2. Which of the following is a poor food source of iron?
- A. Dried fruits
- B. Cheese
- C. Clams
- D. Legumes
Correct answer: B
Rationale: Iron is an essential nutrient for the body, and while it can be found in many different types of foods, the amounts can vary significantly. Cheese, while a good source of other nutrients like calcium and protein, is not a particularly rich source of iron. On the other hand, clams, legumes, and dried fruits are known to contain higher levels of iron. Therefore, among the provided choices, cheese is considered a poor source of iron. It's important to note that a balanced diet should include a variety of foods to ensure the intake of all necessary nutrients.
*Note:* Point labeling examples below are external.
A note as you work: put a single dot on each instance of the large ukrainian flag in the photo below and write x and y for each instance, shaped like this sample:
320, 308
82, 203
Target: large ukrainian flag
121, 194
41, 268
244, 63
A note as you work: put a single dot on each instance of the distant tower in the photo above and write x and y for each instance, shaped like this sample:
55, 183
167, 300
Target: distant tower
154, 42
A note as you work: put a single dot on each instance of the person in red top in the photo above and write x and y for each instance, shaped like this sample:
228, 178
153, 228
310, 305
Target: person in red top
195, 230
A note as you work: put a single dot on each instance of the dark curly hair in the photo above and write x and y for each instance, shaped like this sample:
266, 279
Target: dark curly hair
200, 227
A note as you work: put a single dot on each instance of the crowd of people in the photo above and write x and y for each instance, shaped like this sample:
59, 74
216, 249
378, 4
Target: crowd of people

3. What are the responsibilities of a nurse towards a patient?
- A. A registered nurse is responsible for a group of patients from their admission to their discharge
- B. A registered nurse only provides care for the patient with the assistance of nursing aides
- C. A nurse's only responsibility is to perform administrative duties in a healthcare setting
- D. A nurse's only responsibility is to maintain hospital equipment
Correct answer: A
Rationale: A registered nurse is responsible for a group of patients from their admission to their discharge. This responsibility encompasses assessing patient needs, formulating care plans, administering medications, monitoring patient progress, and coordinating with other members of the healthcare team. Choice B is not entirely accurate because, even though nurses often work with nursing aides, the nurses themselves hold the ultimate responsibility for the overall care of the patient. Choices C and D are incorrect as they depict an incomplete and inaccurate representation of a nurse's role, which extends beyond administrative duties and equipment maintenance to primarily focus on direct patient care.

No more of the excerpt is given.